A book launch and conversation with Dr Larisa Jašarević

A book launch and conversation with Dr Larisa Jašarević, author of Beekeeping in the End Times, also featuring William Gallois, Karim Lahham & Nur Sobers-Khan.

28th March 2024 | BLOC, Queen Mary University of London

What do we learn about climate change from beekeepers and bees in northeastern Bosnia and Herzegovina? What do we learn about the changing relations between species as climate change upends the environment in which both have adapted? How should we respond when, in the words of one of the beekeepers who appears in this book, “The life of the bees and the beekeeper’s know-how are now coming apart”?

Beekeeping in the End Times is based on unique fieldwork by a professional  anthropologist who is also a filmmaker and beekeeper with insider access to a region and its apiary practices.

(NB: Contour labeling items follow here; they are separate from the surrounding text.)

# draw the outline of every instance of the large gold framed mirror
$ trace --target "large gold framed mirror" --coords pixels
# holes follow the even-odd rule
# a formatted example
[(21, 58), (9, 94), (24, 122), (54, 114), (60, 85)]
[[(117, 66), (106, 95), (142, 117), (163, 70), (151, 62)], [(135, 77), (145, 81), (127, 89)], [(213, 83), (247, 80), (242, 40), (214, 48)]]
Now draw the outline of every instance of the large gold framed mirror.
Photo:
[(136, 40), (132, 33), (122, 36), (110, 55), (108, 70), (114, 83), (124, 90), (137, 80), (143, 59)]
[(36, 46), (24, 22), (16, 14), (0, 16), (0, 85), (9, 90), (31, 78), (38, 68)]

From her book’s opening question, “Are the bees still swarming?” through its development of a “near-end ecology,” Dr Larisa Jašarević reveals the interspecies crises and also the practices that beekeepers have evolved to confront them.

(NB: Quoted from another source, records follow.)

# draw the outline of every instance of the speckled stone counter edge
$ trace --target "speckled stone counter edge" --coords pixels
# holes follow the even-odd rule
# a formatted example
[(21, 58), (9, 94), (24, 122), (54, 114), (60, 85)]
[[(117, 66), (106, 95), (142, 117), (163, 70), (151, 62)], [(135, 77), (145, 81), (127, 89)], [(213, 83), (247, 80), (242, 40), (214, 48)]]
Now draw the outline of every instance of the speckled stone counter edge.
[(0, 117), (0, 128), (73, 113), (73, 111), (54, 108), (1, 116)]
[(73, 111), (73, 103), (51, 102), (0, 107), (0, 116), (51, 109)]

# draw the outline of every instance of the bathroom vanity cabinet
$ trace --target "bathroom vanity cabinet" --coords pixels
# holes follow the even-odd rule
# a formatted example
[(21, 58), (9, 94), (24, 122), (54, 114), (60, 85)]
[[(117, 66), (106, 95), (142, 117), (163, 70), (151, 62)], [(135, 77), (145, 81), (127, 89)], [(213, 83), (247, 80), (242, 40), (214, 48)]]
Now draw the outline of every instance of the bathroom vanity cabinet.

This book is paired with a film; both convey Bosnian Muslim apicultures and stories about the world’s imminent ecological collapse. It shows how Islamic apocalyptic lore informs human-apian relations with ecological insights that, surprisingly, inspire hope. With an intimate knowledge of local grounds, and at a whispering distance from the bees, the beekeepers and their anthropologist not only point to strange new developments and trends, but articulate new questions and concerns about climate change futures.

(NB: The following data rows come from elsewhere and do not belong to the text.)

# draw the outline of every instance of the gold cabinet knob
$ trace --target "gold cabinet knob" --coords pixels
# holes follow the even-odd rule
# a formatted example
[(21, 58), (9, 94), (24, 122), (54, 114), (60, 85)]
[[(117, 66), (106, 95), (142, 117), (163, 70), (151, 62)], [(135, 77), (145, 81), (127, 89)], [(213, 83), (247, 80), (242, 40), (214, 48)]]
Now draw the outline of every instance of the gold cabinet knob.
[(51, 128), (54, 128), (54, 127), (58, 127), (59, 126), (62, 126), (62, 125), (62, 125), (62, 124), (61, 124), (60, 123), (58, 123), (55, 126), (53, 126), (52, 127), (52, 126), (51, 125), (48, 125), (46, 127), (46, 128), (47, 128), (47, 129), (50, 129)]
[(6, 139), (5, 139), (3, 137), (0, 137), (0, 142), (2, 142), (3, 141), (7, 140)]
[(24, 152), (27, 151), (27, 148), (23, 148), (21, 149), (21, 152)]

Dr Jašarević is an independent scholar, beekeeper, and filmmaker. She is the author of Health and Wealth in the Bosnian Market: Intimate Debt (Indiana University Press, 2017), has taught at the University of Chicago and, and has been a visiting scholar at the Max Planck Institute for the History of Knowledge in Berlin. She is a regular commentator on topics ranging from climate change and apiary ecology to Islamic metaphysics and apocalyptic thought.

Larisa was joined by three panelists: William Gallois, Professor of the History of the Mediterranean Islamicate World at the University of Exeter, and author of Qayrawān: The Amuletic City (2024); Karim Lahham, Senior Research Fellow at the Tabah Foundation, Cairo and author of The Anatomy of Knowledge & The Ontological Necessity of First Principles (2021); and Nur Sobers-Khan, Director of the Aga Khan Documentation Center, MIT and – from 2015 to 2021 – Lead Curator for South Asia Collections at the British Library. A Q&A followed, moderated by Chris Newfield, ISRF Director of Research.

This event is the thirty-first in the ISRF’s series of Book Launches.